The New York attorney general's office handed out cease-and-desist letters to four national drugstores for selling mislabeled generic-brand herbal supplements.
Investigators found the store-brand supplements sold by GNC, Target, Wal-Mart and Walgreens did not contain the advertised herbs in their respective products. The letters also state that some of the supplements tested by the attorney general’s office also contain potential allergens not identified on packaging.
“Contamination, substitution and falsely labeling herbal products constitute deceptive business practices and, more importantly, present considerable health risks for consumers,” according to the letters.
Through a process called DNA barcoding, which identified certain ingredients based on their genetic signature, investigators tested 24 products from the four stores for traces of seven different herbs – echinacea, garlic, gingko biloba, ginseng, saw palmetto, St. John’s wort and valerian root.
Investigators learned 19 of the 24 supplements had DNA that was either unrecognizable or not from the marketed herb. They also discovered that five of the 24 contained wheat and another two had traces of beans. Both foods are known food allergens that could lead to reactions ranging from hives to anaphylactic shock.

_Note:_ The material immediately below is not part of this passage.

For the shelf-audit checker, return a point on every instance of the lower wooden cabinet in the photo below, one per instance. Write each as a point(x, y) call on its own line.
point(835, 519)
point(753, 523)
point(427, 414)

According to Food Allergy Research and Education, there is a food allergy reaction severe enough to send someone to the emergency room every three minutes. Most allergic reactions occur in foods thought to be safe.
While each of the suppliers misled consumers when advertising their respective products, investigators found the stores varied in the herbal composition of the supplements. None of the six Wal-Mart supplements tested by investigators purely contained the herb advertised on the bottle. One tested Target supplement resulted in an unqualified positive, while two others contained DNA from plants in addition to those reported on packaging.
Federal officials have trouble regulating the dietary supplement industry because the Federal Drug Administration does not have the power to enforce for these products. As supplements are not defined as food or drugs, federal guidelines expect companies selling supplements to regulate themselves.
Representatives from Walgreens said the store plans to remove the tested products from its stores across the country, while spokesmen for Wal-Mart and GNC said their respective companies would respond “appropriately.” Target could not be reached for comment.